When she finished, Alexander shook himself
out of a reverie.

"Sing `The Harp That Once,' Hilda.
You used to sing it so well."

"Nonsense. Of course I can't really sing,
except the way my mother and grandmother
did before me. Most actresses nowadays
learn to sing properly, so I tried a master;
but he confused me, just!"

Alexander laughed. "All the same, sing it, Hilda."

Hilda started up from the stool and
moved restlessly toward the window.
"It's really too warm in this room to sing.
Don't you feel it?"

Alexander went over and opened the
window for her. "Aren't you afraid to let the
wind low like that on your neck? Can't I get
a scarf or something?"

"Ask a theatre lady if she's afraid of drafts!"
Hilda laughed. "But perhaps, as I'm so warm--
give me your handkerchief. There, just in front."
He slipped the corners carefully under her shoulder-straps.
"There, that will do. It looks like a bib."
She pushed his hand away quickly and stood
looking out into the deserted square.
"Isn't London a tomb on Sunday night?"

Alexander caught the agitation in her voice.
He stood a little behind her, and tried to
steady himself as he said: "It's soft and misty.
See how white the stars are."

For a long time neither Hilda nor Bartley spoke.
They stood close together, looking out
into the wan, watery sky, breathing always
more quickly and lightly, and it seemed as if
all the clocks in the world had stopped.
Suddenly he moved the clenched hand he held
behind him and dropped it violently at
his side. He felt a tremor run through
the slender yellow figure in front of him.

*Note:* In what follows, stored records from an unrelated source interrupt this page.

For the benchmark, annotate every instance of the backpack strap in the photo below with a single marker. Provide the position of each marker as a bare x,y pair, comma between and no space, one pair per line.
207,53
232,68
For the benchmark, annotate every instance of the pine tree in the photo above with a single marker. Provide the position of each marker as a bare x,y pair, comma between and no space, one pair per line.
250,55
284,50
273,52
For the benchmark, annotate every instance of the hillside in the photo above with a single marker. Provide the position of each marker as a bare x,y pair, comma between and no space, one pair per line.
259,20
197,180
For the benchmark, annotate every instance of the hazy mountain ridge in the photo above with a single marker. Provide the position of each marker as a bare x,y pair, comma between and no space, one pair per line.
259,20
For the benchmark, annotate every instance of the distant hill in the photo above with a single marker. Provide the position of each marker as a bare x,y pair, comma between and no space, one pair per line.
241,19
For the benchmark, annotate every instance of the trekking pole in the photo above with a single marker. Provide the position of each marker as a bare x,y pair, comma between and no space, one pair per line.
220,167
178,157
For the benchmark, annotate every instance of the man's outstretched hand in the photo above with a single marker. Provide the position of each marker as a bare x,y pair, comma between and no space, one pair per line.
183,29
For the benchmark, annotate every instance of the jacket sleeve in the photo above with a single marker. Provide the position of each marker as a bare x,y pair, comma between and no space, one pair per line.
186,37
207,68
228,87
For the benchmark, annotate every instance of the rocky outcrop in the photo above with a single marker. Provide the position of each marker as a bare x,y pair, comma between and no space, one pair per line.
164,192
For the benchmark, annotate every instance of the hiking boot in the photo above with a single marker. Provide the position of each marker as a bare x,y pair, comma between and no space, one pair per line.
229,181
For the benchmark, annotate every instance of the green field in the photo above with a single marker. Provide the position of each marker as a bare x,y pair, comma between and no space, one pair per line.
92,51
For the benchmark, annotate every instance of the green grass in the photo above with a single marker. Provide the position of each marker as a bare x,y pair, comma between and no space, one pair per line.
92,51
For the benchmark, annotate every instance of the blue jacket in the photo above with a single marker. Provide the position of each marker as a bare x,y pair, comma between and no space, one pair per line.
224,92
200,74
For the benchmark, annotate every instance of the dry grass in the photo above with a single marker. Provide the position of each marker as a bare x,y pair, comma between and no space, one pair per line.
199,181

She caught his handkerchief from her
throat and thrust it at him without turning
round. "Here, take it. You must go now,
Bartley. Good-night."

Bartley leaned over her shoulder, without
touching her, and whispered in her ear:
"You are giving me a chance?"

"Yes. Take it and go. This isn't fair,
you know. Good-night."

Alexander unclenched the two hands at
his sides. With one he threw down the
window and with the other--still standing
behind her--he drew her back against him.

She uttered a little cry, threw her arms
over her head, and drew his face down to hers.
"Are you going to let me love you a little, Bartley?"